After searching the answers here and the ones at the other question mentioned as possible duplicate in the comments above, I think I'd go with fswatch since it is has cross-platform support.
It uses different kinds of monitors for different OS and can choose the appropriate one automatically, or allow one to specify which one to use and even pass custom platform-specific parameters to the respective monitor.
The list of monitors it currently supports is:
- A monitor based on the File System Events API of Apple OS X.
- A monitor based on kqueue, an event notification interface introduced in FreeBSD 4.1 and supported on most *BSD systems
(including OS X).
- A monitor based on inotify, a Linux kernel subsystem that reports file system changes to applications.
- A monitor based on File Events Notification, a Solaris/Illumos kernel API that reports file events.
- A monitor based on ReadDirectoryChangesW, a Microsoft Windows API that reports changes to a directory.
- A monitor which periodically stats the file system, saves file modification times in memory and manually calculates file system
changes, which can work on any operating system where stat (2)
can be used.
It seems to be available via apt-get on Debian/Ubuntu Linuxes. See how to install via apt-get and use fswatch.
FreeBSD and OS-X package-based installation support for fswatch is provided by its author.
Can also build and install it at other OSes, found an article+video showing how to make and install fswatch on CentOS.
There is also an other article that shows the same manual process to build/install (and use) fswatch for Linux.
Windows-based package-based installation support doesn't seem to be available yet (e.g. no package for Chocolatey yet, and no package for Vcpkg)
There is also extensive documentation for fswatch, though docs for the latest 1.5 version point to 1.4 ones currently.

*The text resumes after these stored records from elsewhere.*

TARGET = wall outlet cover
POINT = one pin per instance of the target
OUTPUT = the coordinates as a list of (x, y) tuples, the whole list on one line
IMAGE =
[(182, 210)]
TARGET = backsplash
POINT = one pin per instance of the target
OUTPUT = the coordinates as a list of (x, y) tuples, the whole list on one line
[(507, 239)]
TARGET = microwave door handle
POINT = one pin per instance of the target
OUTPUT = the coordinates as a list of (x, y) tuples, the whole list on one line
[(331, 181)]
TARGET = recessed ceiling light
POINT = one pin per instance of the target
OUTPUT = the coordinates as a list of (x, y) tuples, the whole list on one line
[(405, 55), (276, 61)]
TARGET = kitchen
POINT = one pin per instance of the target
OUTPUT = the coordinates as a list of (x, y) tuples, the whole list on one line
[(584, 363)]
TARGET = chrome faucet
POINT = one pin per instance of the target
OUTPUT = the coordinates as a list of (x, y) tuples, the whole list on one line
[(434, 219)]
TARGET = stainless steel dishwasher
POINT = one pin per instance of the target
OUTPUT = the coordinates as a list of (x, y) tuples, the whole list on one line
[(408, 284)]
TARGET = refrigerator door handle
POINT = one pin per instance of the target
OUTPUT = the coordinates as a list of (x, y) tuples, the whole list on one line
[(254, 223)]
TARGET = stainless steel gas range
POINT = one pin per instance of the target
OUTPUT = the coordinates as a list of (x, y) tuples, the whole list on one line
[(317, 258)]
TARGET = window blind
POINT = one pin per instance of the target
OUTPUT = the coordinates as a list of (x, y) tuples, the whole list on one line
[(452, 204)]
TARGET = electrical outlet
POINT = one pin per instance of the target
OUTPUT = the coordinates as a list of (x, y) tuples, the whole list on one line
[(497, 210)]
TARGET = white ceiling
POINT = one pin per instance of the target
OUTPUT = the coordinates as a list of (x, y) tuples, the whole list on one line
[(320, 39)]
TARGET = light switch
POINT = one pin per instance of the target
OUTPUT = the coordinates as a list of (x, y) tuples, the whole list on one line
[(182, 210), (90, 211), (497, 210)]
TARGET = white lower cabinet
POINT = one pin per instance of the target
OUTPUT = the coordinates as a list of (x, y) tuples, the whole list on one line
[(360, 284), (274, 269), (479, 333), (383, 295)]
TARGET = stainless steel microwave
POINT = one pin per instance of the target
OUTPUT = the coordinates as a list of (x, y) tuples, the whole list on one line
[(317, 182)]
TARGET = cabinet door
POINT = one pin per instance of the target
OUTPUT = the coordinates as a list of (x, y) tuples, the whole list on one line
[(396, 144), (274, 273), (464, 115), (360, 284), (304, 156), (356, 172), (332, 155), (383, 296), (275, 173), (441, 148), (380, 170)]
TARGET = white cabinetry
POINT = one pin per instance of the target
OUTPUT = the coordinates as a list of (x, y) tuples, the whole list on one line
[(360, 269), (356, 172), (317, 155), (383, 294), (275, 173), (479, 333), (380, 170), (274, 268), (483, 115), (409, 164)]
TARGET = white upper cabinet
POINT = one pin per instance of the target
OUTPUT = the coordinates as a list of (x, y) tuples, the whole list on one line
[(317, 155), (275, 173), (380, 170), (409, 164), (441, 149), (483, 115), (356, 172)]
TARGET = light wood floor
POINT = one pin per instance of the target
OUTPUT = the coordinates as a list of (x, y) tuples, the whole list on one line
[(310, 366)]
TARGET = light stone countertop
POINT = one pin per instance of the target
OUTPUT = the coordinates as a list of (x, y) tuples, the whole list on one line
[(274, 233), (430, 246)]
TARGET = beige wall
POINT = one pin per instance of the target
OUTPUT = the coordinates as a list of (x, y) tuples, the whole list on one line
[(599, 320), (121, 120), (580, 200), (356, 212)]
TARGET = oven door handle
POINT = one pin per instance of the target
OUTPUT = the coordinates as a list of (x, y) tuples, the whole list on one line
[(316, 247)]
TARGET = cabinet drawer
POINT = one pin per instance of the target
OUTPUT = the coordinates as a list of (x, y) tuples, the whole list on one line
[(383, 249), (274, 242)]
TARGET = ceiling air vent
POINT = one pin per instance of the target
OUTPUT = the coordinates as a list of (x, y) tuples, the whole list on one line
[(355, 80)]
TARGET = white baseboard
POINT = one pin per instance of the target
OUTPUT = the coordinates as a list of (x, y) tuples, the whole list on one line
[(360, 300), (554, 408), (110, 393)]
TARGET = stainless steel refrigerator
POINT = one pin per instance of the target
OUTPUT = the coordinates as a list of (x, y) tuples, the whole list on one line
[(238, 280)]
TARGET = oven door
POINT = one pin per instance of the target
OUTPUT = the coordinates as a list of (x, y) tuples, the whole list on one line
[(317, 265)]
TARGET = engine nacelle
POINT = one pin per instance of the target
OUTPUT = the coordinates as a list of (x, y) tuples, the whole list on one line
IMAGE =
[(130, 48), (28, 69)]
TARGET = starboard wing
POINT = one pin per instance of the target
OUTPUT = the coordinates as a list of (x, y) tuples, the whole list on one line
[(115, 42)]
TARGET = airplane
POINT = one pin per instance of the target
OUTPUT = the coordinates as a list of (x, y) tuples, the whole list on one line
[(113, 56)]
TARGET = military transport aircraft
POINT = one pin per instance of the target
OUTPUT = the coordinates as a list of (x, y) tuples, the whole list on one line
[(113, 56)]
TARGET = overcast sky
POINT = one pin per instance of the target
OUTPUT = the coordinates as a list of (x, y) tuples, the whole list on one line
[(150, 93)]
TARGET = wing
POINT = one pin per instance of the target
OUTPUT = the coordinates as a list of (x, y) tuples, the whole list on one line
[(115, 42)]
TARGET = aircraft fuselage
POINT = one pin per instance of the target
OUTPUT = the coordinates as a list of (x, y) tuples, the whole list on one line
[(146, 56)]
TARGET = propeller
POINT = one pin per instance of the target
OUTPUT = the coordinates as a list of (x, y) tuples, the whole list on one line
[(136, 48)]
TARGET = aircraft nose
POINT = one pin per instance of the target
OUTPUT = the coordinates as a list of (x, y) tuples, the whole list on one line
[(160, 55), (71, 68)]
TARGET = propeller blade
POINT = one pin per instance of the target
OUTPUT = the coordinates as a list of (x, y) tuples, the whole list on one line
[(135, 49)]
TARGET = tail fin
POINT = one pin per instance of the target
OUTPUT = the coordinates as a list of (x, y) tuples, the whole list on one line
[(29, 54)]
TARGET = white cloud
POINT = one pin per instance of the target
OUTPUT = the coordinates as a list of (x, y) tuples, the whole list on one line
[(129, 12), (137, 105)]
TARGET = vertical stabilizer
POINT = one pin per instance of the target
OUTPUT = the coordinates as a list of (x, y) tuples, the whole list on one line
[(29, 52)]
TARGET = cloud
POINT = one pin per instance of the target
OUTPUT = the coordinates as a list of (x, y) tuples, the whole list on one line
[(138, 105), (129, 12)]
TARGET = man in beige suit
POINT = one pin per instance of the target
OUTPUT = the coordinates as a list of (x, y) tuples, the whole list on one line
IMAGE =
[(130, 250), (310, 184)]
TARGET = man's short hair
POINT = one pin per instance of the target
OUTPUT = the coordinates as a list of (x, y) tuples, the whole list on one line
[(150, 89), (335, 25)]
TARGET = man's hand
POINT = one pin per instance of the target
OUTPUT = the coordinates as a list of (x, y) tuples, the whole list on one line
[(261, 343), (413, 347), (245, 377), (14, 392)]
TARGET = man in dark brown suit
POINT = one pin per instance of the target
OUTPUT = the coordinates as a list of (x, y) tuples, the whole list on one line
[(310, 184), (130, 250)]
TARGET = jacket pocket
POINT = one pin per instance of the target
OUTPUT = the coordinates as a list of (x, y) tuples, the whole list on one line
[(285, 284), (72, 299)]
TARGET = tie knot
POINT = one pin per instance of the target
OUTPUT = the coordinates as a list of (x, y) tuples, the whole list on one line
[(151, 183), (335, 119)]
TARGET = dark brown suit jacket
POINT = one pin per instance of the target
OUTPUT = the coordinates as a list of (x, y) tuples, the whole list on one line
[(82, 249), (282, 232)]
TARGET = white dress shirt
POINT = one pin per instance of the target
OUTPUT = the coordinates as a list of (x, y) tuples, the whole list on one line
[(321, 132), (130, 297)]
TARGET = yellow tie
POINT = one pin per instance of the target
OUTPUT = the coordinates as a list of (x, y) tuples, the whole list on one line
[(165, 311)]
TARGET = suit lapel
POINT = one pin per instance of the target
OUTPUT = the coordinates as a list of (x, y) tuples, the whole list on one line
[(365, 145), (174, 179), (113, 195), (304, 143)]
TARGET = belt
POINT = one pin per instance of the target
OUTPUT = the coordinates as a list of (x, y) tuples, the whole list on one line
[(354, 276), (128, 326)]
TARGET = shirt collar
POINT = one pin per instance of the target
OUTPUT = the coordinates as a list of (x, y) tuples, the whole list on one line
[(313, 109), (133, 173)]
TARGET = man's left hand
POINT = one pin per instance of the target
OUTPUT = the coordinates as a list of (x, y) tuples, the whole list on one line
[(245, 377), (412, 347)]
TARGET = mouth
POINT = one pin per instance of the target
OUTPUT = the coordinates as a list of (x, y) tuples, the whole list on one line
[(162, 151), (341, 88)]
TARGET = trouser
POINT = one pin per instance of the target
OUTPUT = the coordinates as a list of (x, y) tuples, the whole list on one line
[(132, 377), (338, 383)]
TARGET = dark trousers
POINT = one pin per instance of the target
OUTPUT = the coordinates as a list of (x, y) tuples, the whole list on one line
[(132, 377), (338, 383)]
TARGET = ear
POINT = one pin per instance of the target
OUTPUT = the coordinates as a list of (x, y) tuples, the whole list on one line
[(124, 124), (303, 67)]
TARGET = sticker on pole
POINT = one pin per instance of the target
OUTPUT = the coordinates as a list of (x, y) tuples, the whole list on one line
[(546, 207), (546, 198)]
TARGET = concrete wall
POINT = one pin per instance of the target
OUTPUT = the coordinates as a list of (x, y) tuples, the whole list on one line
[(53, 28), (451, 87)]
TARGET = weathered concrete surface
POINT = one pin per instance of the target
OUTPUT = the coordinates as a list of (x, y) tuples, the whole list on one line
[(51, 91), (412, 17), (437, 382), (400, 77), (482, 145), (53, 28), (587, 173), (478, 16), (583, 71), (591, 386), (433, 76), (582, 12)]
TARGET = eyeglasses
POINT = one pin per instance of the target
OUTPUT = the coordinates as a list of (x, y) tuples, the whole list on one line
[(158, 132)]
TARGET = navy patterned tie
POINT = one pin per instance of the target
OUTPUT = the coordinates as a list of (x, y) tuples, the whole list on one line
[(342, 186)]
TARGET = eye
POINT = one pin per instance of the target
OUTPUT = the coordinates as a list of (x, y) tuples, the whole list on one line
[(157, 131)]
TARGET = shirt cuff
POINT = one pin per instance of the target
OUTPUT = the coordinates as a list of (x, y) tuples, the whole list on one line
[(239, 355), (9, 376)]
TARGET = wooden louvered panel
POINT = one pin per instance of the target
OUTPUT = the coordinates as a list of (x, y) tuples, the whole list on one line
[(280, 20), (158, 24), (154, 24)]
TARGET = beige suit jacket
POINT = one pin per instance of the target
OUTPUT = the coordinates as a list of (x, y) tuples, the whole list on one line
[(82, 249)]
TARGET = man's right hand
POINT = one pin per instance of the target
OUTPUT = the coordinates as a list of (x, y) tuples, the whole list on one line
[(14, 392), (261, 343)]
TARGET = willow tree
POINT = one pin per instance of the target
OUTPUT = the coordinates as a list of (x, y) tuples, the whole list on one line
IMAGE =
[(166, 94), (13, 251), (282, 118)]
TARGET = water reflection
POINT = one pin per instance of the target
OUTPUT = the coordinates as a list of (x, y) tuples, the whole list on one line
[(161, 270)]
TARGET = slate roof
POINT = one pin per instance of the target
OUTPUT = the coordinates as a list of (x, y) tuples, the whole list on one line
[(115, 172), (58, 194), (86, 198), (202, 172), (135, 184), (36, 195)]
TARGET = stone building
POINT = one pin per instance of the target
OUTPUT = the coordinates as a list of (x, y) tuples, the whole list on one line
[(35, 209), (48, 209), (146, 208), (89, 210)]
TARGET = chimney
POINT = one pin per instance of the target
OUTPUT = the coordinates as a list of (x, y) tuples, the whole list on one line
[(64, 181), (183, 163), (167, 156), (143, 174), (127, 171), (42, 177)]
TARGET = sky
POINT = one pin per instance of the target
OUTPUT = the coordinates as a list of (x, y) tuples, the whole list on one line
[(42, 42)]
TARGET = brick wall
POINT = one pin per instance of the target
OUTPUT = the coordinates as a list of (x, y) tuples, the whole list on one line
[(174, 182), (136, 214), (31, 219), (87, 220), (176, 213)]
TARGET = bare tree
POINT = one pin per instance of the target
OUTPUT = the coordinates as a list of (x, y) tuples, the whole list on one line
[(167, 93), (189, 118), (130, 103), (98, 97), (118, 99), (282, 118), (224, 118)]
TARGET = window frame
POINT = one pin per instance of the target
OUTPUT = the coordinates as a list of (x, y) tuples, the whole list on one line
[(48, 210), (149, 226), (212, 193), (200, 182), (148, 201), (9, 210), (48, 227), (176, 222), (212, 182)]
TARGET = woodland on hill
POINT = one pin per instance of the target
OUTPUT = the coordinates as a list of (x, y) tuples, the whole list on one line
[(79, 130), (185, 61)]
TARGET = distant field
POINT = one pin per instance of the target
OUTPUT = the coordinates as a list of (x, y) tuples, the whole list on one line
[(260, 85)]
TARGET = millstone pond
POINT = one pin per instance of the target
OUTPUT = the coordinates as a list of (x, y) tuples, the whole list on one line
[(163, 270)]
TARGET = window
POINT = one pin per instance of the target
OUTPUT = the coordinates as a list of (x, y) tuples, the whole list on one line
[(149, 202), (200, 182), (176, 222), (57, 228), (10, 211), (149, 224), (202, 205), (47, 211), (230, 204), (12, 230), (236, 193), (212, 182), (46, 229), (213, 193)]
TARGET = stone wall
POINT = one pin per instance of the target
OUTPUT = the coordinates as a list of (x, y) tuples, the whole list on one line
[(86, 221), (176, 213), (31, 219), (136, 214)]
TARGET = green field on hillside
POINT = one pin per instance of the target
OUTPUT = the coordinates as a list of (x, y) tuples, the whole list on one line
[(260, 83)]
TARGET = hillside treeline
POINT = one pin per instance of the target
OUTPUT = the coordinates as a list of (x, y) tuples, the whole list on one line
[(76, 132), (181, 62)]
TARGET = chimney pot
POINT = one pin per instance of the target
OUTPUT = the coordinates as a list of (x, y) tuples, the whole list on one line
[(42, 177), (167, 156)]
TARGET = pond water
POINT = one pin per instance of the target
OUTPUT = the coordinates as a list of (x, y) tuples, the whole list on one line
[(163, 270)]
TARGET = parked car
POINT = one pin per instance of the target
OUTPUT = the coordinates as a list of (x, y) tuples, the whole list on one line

See how to convert commands for fswatch 0.x to fswatch 1.x
Tips for manually choosing a monitor (currently not updated to mention all monitors)
Read about fswatch usage here, here and here and a tutorial intro here
A library named libfswatch is kept in sync with the fswatch tool. See here and a newer doc here.
Note that the library is versioned differently from fswatch utility itself. Specifically, the 1.14.0 library doc states:
"libtool's versioning scheme is described by three integers:
current:revision:age.
- current is the most recent interface number implemented by the library.
- revision is the implementation number of the current interface.
- age is the difference between the newest and the oldest interface that the library implements.
Beware that there is also another similar s/w called fswatch (that is go-related I think).